Of course, this requires people actually learn the IPA. This is more difficult for some than others; neuroatypicalities can make it harder or easier, and polyglots can probably learn a lot easier. I don't know if it translates well into braille. I wish I did.
I'm concerned that those who can or do have a lot of difficulty learning the IPA will be "left out" if we end up depending on this.
Emily On Apr 21, 2010, at 7:04 PM, stevertigo wrote:
On Wed, Apr 21, 2010 at 3:58 PM, Nathan nawrich@gmail.com wrote:
What's the point of using a phonetic alphabet that 95% of our readership can't interpret? If the idea is to help readers understand how a word is pronounced in English, it should actually be useful to the majority of readers and not largely useless but academically perfect.
On Wed, Apr 21, 2010 at 4:14 PM, Emily Monroe bluecaliocean@me.com wrote:
I'd have to agree with you, Nathan. I can't read IPA to save my life!
The idea behind IPA is, that there be a single standard alphabet that everyone can use which can help us all communicate a bit better when speaking a new language or just using a term from another language. It's basic and encyclopedic information and should be included. Consider a word we've all seen recently: Eyjafjallajökull, which apparently just means "island-mountain glacier" (I suggest that "Eyja-fjalla glacier" is the sensible English translation). It's not necessary that anyone pronounce it exactly as [ˈɛɪjaˌfjatla ˌjœːkʏtl̥], still its basic information about the name itself. A name is a key into a concept, and a foreign name is a key into a foreign concept. We don't omit basic information just because it gives us too much of a window into strange and foreign ways of conceptualization that we just don't understand.
The issue of accessibility is valid, but I can answer that by understating IPA's usability as flexible, ranging from the basic to the expert. Most people I imagine start with learning few of the IPA vowels, and the consonants are mostly intuitive. Being flexible means that its also quite forgiving, and that anyone who makes an honest attempt at writing in IPA is making a contribution, even if they are politely corrected here and there by someone a bit more.. 1337.

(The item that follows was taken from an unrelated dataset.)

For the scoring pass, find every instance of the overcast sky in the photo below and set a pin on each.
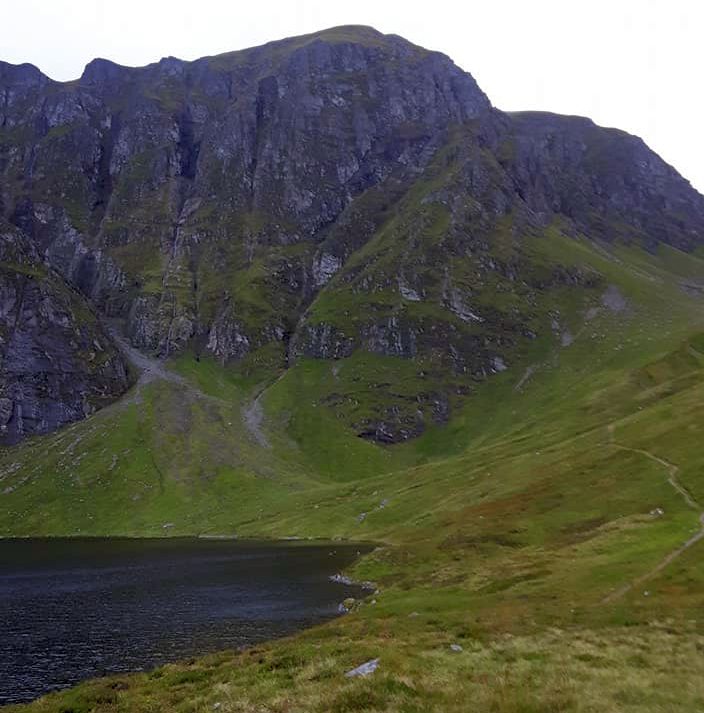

I agree that IPA can seem a bit cumbersome and even ambiguous when used at extreme detail (ie. it gets into reproducing whole foreign-language phonologies at a single-word level, which isn't always useful nor necessary). At least I can understand why it's not universally accepted and used on our foreign encyclopedias, namely that its still a bit esoteric enough for us on en. Nevertheless its, again, encyclopedic and necessary.